Tanker and container ship ordering led the decline, both down about 80 percent worldwide.
By nation, Japanese and South Korean yards are the worst hit by far, suffering a nearly complete collapse in ordering activity with the loss of 86 percent of their new business volume by CGT (compared with the same period last year). China lost about half.
Further, BIMCO notes that many of the vessels already on order at Chinese and Japanese yards are for stressed markets – dry bulk, container and offshore – and vulnerable to delay or cancellation. This affects the transfer of a shipowner's heavy-tail final payment, which can amount to the great majority of the yard's revenue from each ship.
As measured by order cover – the number of years that a yard expects to be busy with the orders it already has – European shipbuilders are actually picking up business, adding a full two years of cover since 2014. European yards are a small segment of shipbuilding, BIMCO notes, and are generally in the business of higher-margin passenger and specialty vessels.

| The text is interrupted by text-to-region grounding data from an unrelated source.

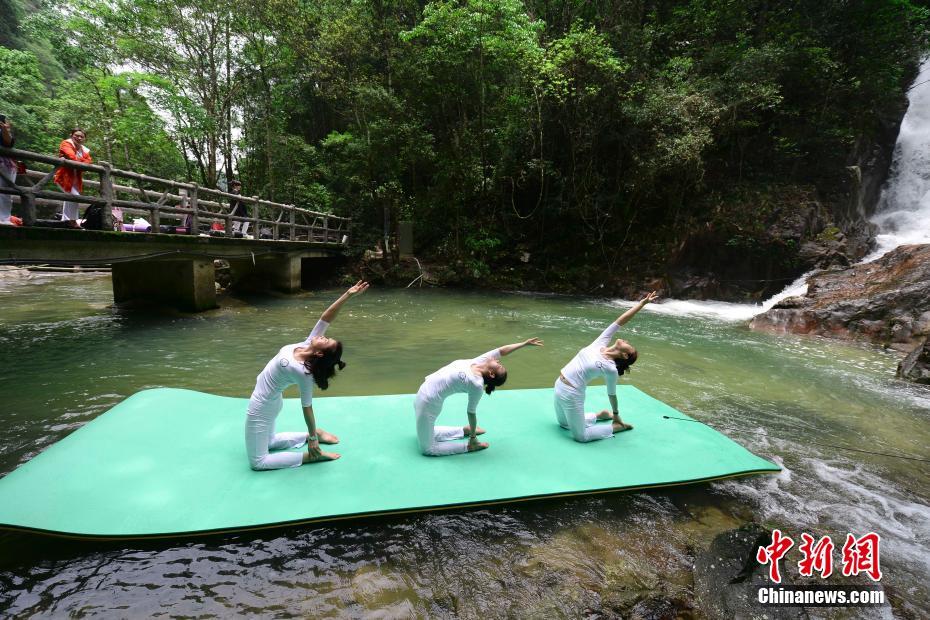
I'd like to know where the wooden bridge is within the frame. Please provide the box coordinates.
[0,147,350,311]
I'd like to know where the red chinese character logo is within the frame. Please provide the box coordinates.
[798,533,834,578]
[757,529,794,583]
[841,533,882,581]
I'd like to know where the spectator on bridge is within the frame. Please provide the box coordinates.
[0,117,16,225]
[228,179,250,237]
[53,128,92,228]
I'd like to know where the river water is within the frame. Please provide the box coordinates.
[0,275,927,618]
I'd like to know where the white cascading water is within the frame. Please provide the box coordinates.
[867,56,930,259]
[632,55,930,321]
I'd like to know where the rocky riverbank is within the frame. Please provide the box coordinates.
[750,244,930,383]
[749,244,930,348]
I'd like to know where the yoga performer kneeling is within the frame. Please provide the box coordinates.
[554,291,658,442]
[245,281,369,470]
[415,338,543,455]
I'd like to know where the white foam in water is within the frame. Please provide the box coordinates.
[609,271,812,323]
[864,55,930,262]
[645,56,930,319]
[621,298,760,322]
[718,455,930,584]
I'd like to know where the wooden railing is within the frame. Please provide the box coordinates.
[0,147,350,244]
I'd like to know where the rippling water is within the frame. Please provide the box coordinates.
[0,272,928,618]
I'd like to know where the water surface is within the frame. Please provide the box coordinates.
[0,273,927,618]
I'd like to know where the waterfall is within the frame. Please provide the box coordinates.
[867,56,930,260]
[624,56,930,322]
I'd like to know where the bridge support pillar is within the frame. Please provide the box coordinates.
[266,255,302,293]
[228,254,304,294]
[112,258,217,312]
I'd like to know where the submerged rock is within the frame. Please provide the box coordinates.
[750,244,930,353]
[897,336,930,384]
[693,523,807,620]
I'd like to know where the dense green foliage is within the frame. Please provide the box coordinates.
[2,0,927,281]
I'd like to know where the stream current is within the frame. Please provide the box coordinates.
[0,279,928,617]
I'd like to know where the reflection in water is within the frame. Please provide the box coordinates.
[0,274,927,617]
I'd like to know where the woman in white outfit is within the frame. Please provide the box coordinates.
[554,292,658,442]
[415,338,543,456]
[245,281,369,470]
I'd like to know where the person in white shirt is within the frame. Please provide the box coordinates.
[245,281,369,470]
[415,338,544,456]
[554,291,658,442]
[0,117,17,224]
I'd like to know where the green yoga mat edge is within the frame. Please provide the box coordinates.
[0,467,780,541]
[0,387,781,541]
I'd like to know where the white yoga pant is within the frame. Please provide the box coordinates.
[58,184,81,221]
[415,393,467,456]
[0,167,16,222]
[245,396,309,470]
[233,220,250,235]
[553,379,613,443]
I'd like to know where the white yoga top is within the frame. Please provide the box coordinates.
[560,322,620,395]
[250,320,330,407]
[418,348,501,413]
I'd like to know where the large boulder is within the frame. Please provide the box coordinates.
[666,191,873,302]
[750,244,930,351]
[897,336,930,384]
[693,523,807,620]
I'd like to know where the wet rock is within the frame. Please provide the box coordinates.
[627,595,695,620]
[0,265,34,281]
[840,220,879,261]
[897,336,930,384]
[750,244,930,354]
[521,522,695,619]
[765,201,827,244]
[349,565,424,618]
[665,193,871,302]
[835,90,909,224]
[693,523,808,620]
[669,274,725,301]
[798,237,850,271]
[213,259,232,290]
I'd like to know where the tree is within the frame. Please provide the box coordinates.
[72,0,241,187]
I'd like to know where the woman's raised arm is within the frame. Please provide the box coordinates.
[319,281,369,325]
[614,291,659,326]
[498,337,544,356]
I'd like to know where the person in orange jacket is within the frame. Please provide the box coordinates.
[53,128,92,226]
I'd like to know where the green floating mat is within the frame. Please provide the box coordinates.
[0,387,779,539]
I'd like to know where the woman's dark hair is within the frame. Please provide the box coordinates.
[71,128,86,136]
[302,340,345,390]
[483,368,507,395]
[615,349,638,375]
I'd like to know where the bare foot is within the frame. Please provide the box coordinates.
[305,450,341,463]
[467,441,489,452]
[316,428,339,444]
[462,425,486,435]
[612,422,634,433]
[596,409,613,421]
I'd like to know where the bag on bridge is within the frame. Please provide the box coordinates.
[81,204,106,230]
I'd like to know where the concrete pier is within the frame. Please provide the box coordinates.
[112,258,217,312]
[0,226,346,312]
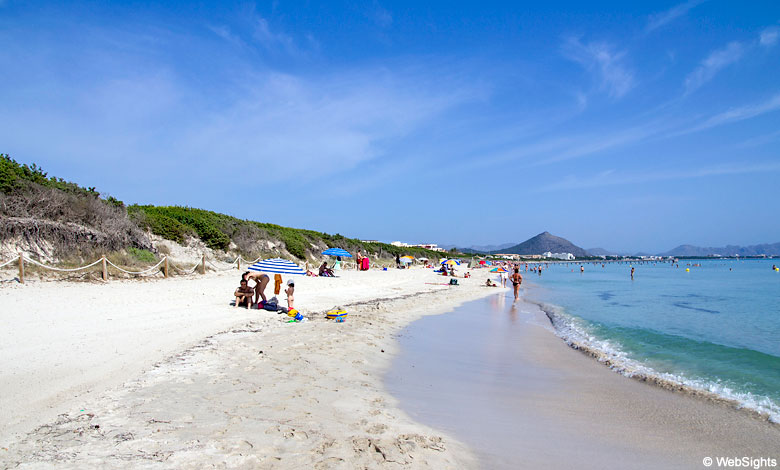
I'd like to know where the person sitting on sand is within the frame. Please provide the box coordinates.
[319,261,334,277]
[234,279,254,308]
[285,279,295,310]
[333,256,342,270]
[245,271,270,304]
[485,279,497,287]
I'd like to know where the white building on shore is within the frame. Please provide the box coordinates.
[543,251,575,260]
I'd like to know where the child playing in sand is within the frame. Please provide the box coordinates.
[285,279,295,310]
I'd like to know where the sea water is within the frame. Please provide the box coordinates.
[525,258,780,421]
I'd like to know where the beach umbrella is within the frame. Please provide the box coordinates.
[248,258,306,275]
[490,267,507,273]
[417,257,429,261]
[400,255,414,261]
[479,260,486,265]
[442,259,460,266]
[322,247,352,257]
[400,257,412,264]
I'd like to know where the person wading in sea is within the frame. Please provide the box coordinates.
[510,267,523,301]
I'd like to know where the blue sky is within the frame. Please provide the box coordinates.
[1,1,779,253]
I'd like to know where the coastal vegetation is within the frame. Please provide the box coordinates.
[1,155,446,263]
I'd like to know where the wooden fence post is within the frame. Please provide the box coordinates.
[237,257,240,271]
[201,254,206,274]
[164,256,169,278]
[102,255,108,281]
[18,253,24,284]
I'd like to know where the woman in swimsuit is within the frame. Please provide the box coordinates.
[510,267,523,300]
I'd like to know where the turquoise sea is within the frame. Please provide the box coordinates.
[525,258,780,421]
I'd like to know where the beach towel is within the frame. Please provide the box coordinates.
[361,257,370,270]
[274,274,282,295]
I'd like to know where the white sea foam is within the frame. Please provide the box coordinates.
[538,301,780,424]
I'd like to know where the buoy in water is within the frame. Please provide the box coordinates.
[685,268,690,272]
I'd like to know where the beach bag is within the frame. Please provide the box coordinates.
[449,278,459,285]
[264,299,279,311]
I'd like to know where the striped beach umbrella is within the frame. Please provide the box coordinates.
[248,258,306,275]
[442,259,461,266]
[490,267,507,273]
[322,247,352,257]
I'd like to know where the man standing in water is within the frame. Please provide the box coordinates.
[510,267,523,301]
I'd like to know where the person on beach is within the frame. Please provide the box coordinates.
[511,268,523,300]
[396,254,401,269]
[485,279,497,287]
[356,250,363,270]
[285,279,295,310]
[319,261,334,277]
[500,271,508,287]
[333,256,342,270]
[234,279,254,308]
[245,271,270,304]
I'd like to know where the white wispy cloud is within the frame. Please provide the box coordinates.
[253,16,298,54]
[369,2,393,29]
[646,0,706,32]
[0,27,480,189]
[208,24,246,48]
[538,161,780,192]
[684,41,744,93]
[760,27,779,47]
[682,93,780,134]
[562,38,635,98]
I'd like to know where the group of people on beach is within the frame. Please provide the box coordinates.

By contrast, South Korean yards' expected business is in marked decline, with less than two years on average before the full inventory of orders is delivered. Japanese and Chinese order backlogs are also falling, and Sand says that if current conditions persist, "this will look even more severe next year."
There is an upside, though – if not for shipyards. "A low level of contracting is exactly what the shipping industry needs in order to eventually restore the fundamental balance between supply and demand," he said.